Aktuelles

Ehrenamtliche Notfallseelsorger sind auch im Kreis Kleve tätig

Gerade in Notfällen wünschen sich viele Menschen den Beistand eines Seelsorgers

Die verstärkte Nachfrage nach "Erster Hilfe für die Seele" macht den Einsatz von ausgebildeten Ehrenamtlichen nötig und bedeutet eine elementare Unterstützung zum pastoralen Dienst der Hauptamtlichen. Diesen wichtigen Dienst leisten im Kreis Kleve 3 ehrenamtliche Notfallseelsorger/innen.

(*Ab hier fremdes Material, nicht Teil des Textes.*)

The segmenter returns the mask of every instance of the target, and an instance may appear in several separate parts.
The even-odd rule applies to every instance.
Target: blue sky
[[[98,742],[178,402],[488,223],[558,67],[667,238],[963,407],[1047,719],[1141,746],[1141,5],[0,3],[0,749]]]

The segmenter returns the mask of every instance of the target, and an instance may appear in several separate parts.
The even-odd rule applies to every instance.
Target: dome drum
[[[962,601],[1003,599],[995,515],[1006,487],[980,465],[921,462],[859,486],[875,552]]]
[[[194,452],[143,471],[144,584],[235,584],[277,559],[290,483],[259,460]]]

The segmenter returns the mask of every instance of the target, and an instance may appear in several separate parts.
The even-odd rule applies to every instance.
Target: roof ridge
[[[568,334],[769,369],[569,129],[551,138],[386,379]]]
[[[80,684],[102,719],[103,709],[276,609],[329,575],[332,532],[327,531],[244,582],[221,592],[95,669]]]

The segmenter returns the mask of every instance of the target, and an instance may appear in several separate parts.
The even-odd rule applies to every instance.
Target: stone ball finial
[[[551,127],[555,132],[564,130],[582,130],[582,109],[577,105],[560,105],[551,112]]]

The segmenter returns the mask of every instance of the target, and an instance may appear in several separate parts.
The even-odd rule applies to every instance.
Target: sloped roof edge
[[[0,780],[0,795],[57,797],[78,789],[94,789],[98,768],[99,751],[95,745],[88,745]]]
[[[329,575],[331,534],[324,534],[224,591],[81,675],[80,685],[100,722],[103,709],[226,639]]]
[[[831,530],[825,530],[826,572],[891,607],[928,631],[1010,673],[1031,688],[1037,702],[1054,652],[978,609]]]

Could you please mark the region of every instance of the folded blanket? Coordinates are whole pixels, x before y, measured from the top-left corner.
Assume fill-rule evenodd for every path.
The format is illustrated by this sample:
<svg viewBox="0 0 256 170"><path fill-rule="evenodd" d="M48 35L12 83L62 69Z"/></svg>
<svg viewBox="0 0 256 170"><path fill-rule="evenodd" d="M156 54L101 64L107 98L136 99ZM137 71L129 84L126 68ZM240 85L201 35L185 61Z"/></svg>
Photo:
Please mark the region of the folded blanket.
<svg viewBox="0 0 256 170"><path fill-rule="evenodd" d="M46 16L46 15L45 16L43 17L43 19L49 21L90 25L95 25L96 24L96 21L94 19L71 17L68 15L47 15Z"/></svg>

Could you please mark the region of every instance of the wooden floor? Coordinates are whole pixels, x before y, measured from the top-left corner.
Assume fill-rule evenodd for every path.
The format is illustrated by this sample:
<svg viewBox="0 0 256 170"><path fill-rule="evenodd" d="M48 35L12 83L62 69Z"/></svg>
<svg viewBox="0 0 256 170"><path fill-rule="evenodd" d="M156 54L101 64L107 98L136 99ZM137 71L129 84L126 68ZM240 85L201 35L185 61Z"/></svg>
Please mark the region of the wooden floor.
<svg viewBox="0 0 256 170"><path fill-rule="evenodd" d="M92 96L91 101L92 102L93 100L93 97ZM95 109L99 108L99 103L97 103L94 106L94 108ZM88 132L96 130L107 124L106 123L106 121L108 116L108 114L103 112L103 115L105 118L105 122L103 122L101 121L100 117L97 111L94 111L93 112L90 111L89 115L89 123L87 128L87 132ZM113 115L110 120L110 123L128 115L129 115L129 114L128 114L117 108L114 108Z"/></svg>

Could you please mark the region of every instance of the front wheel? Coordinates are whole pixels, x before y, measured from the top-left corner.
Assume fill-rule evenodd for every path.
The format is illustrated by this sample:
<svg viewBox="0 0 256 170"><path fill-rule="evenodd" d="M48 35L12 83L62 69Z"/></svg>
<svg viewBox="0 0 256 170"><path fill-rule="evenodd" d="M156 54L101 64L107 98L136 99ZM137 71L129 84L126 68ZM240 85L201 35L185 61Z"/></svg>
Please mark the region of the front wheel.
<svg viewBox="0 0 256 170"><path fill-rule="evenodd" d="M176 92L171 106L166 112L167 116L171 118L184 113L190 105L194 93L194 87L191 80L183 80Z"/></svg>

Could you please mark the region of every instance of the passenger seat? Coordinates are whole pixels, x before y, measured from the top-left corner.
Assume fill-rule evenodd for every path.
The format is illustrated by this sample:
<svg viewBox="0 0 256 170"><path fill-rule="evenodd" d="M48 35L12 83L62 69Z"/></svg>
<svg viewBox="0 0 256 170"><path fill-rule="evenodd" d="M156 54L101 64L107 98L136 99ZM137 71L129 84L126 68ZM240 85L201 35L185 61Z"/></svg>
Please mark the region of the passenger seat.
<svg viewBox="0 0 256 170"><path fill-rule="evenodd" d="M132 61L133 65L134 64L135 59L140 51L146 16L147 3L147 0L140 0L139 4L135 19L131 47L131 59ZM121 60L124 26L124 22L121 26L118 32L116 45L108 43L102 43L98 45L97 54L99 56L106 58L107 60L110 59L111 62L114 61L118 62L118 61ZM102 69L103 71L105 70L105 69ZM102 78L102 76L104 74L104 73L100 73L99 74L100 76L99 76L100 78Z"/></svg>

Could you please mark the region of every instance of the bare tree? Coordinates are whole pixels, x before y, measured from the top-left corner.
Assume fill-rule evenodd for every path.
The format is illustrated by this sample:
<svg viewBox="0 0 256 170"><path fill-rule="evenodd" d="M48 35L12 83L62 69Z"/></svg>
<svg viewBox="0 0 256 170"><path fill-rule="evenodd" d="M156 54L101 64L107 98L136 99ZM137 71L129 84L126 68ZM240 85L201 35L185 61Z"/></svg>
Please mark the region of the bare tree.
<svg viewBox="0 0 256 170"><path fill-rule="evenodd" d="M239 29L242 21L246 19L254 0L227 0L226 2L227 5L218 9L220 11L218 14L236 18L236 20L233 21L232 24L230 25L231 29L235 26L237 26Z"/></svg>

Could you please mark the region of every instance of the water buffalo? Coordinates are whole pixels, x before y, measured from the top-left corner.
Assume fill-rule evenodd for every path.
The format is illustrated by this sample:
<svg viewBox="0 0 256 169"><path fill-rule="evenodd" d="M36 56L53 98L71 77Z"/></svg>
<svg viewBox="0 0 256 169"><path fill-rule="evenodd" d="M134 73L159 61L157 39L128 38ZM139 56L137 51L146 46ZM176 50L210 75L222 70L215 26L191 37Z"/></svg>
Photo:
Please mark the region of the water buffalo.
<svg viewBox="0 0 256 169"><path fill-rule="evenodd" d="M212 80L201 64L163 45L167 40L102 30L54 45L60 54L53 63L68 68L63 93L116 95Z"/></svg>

Sie haben sich für ihre Tätigkeit in der ökumenischen Notfallseelsorge im Kreis Kleve in einer aus mehreren Modulen bestehenden Ausbildung theoretisch und praktisch qualifiziert.

Die Arbeit der Notfallseelsorge ist mit der Situation der Jünger Jesu auf dem See vergleichbar: Die Wellen brechen über Menschen zusammen und ziehen ihnen den Boden unter den Füßen weg, ihnen steht das Wasser bis zum Hals. In diesen Momenten ist die Notfallseelsorge bei den Menschen, hält den Sturm mit ihnen aus, versucht mit ihnen, den Kopf über Wasser zu halten und nicht unterzugehen.

Um die Koordination der Notfallseelsorge im Kreis Kleve kümmern sich Diakon Berthold Steeger, Koordinator der Notfallseelsorge für das Kreisdekanat Kleve, und Pfarrerin Sabine Jordan-Schöler als kommissarische Koordinatorin für den Evangelischen Kirchenkreis Kleve.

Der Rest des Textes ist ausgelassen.